И ничего больше! Ни намека на вежливую просьбу или на причину, побудившую девушку обратиться к нему. Только две не слишком ободряющие строчки! Призыв о помощи, скорее походивший на приказ, а Морозини не терпел, когда ему приказывали. Особенно если приказывает особа, без колебаний отправившая его в тюрьму! Кроме того, он должен был прийти один. Почему? Это напоминало ловушку. Впрочем, он не привык отступать, напротив, авантюрный дух вкупе с любопытством побуждал его отправиться на свидание. Да и сама эта обворожительная, хрупкая Каролин принадлежала к числу тех женщин, которым очень легко превратить человека чести в своего защитника…

Чтобы ослабить впечатление от странной записки, Альдо вскрыл второй конверт в надежде,,что жена извещает его о своем приезде. Это было бы лучшей новостью. Если прекрасная Лиза будет рядом, Альдо сумеет хладнокровно встретить любое искушение… даже встречу с Полиной. Он вспомнил свои муки, когда она, обуреваемая ревностью и оскорбленная в лучших чувствах, надолго отлучила его от себя, вообразив, будто он влюбился в графиню Абрасимову[57]. Вторая такая история может окончиться неминуемым разрывом.

Прежде чем вынуть письмо из конверта, Альдо прижал его к губам и взмолился:

— Скажи мне, что ты едешь, Лиза! Скажи, что тебе невыносимо жить вдали от меня! Мне нужны твои глаза, улыбка, тело… Так приезжай!

От бумаги пахнуло ароматом ее духов, а также цветов, срезанной травы, леса и песчаного пляжа. Как он все это любил! Закрыв глаза, он долго наслаждался этими пьянившими его запахами и никак не мог решиться развернуть письмо, прочесть его…

— О нет! — простонал он.

Лиза сообщала ему о своем отъезде… в Австрию: «Первая жара упала на нас, как мокрое одеяло. Венеция задыхается, и для детей это вредно. Особенно для нашего малютки Марко, ведь доктор Личчи считает, что у него слабые бронхи. Конечно, оснований для сильной тревоги нет, но я все же, как только Антонио с Амелией окажутся в Рудольфскроне, повезу его в Цюрих на консультацию к профессору Гланцеру. И только тогда успокоюсь… А там посмотрим! Как видишь, любимый, судьба против нас. Я уже было собралась к тебе в Париж, но сейчас это неразумно, да ты и сам бы не обрадовался, потому что я бы извела тебя своими страхами. Надеюсь, впрочем, ты не станешь задерживаться в столь нездоровом месте. Ваша выставка превратилась в сущий кошмар, и бабушка, когда звонила мне, очень сожалела, что побудила тебя ввязаться в это дело…»

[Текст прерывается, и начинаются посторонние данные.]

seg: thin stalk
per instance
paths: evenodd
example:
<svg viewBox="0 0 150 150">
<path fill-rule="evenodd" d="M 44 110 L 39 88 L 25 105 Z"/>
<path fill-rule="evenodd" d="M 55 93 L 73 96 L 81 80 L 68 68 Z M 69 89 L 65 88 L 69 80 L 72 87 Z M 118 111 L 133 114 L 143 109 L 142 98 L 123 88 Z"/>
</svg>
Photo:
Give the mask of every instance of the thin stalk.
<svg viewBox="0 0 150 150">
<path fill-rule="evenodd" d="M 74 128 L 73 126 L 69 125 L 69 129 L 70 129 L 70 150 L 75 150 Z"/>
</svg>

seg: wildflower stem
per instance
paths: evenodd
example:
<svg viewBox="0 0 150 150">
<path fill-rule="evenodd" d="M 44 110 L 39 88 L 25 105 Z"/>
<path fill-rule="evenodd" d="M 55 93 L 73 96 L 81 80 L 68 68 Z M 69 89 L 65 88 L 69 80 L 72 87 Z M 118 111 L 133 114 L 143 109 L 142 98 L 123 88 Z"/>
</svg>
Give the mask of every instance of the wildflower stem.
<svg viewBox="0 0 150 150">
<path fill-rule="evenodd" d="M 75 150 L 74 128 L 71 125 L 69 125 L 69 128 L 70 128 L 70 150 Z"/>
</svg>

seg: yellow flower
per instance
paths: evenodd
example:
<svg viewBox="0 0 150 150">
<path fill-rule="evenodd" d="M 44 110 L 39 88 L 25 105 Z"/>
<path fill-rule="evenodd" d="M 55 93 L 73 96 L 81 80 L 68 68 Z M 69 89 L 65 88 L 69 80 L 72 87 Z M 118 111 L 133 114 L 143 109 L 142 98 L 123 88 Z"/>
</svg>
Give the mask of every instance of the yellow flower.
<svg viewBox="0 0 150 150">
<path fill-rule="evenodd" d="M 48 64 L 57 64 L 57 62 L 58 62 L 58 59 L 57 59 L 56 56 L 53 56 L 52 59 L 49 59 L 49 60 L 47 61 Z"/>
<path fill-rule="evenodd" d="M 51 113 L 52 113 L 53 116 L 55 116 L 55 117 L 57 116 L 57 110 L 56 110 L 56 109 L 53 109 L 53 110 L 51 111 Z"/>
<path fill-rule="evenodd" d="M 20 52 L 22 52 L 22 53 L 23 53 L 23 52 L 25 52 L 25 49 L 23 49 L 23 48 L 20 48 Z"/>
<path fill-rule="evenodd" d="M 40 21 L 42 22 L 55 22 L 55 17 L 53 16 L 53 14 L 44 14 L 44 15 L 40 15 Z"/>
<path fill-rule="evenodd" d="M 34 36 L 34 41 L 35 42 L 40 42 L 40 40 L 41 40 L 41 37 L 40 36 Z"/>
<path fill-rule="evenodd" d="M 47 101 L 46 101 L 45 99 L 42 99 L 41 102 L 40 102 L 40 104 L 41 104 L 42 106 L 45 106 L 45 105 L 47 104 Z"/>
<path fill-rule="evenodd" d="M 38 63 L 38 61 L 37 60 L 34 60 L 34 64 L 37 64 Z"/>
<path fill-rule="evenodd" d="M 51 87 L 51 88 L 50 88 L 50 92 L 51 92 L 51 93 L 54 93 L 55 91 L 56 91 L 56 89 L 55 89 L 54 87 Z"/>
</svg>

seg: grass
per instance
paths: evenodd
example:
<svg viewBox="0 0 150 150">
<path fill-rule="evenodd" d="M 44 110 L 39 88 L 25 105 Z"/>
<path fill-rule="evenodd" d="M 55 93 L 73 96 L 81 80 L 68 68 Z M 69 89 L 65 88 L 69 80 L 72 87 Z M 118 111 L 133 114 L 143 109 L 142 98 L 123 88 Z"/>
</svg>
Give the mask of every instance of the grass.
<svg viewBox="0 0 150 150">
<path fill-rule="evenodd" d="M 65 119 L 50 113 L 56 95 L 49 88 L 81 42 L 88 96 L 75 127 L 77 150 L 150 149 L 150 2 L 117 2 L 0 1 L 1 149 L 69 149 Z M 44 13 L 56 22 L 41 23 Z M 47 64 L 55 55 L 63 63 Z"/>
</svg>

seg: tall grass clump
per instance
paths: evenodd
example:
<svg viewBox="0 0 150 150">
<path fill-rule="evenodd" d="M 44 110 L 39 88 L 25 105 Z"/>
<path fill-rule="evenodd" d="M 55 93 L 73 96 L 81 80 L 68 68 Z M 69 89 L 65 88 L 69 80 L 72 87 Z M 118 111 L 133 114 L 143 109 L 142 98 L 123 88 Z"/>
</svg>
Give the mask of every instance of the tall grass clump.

Далее следовал список поручений, который Альдо пробежал с раздражением. Из строк письма просто вылезала мать-наседка! Где страстная возлюбленная его ночей — да и многих дней тоже! — память о которых все так же испепеляла его? Похоже, рождение малыша Марко пробудило в Лизе ту здравую, логическую, сухую сторону ее натуры, о которой он никогда не подозревал. Альдо уже стал с тоской вспоминать о временах Мины Ван Зельден. По крайней мере, Мина не теряла чувства юмора! И какой несравненной была сотрудницей!

В конце письма Лиза настоятельно просила мужа приехать к ней либо в Цюрих, где она рассчитывала провести несколько дней в гостях у отца, либо в Ишль, где целительный воздух озер Зальцкаммергута «будет чрезвычайно полезен его бронхам курильщика…».

— Что на нее нашло! — в ярости воскликнул Аль-до, скомкав письмо и едва не швырнув его в мусорное ведро. — Если так будет продолжаться, она начнет заворачивать меня в кашне при малейшем порыве ветра и потребует, чтобы зимой я носил длинные кальсоны, ночные колпаки и теплые домашние тапочки. А кальсоны непременно бумазейные! В ожидании, когда меня можно будет вывозить на прогулку в коляске!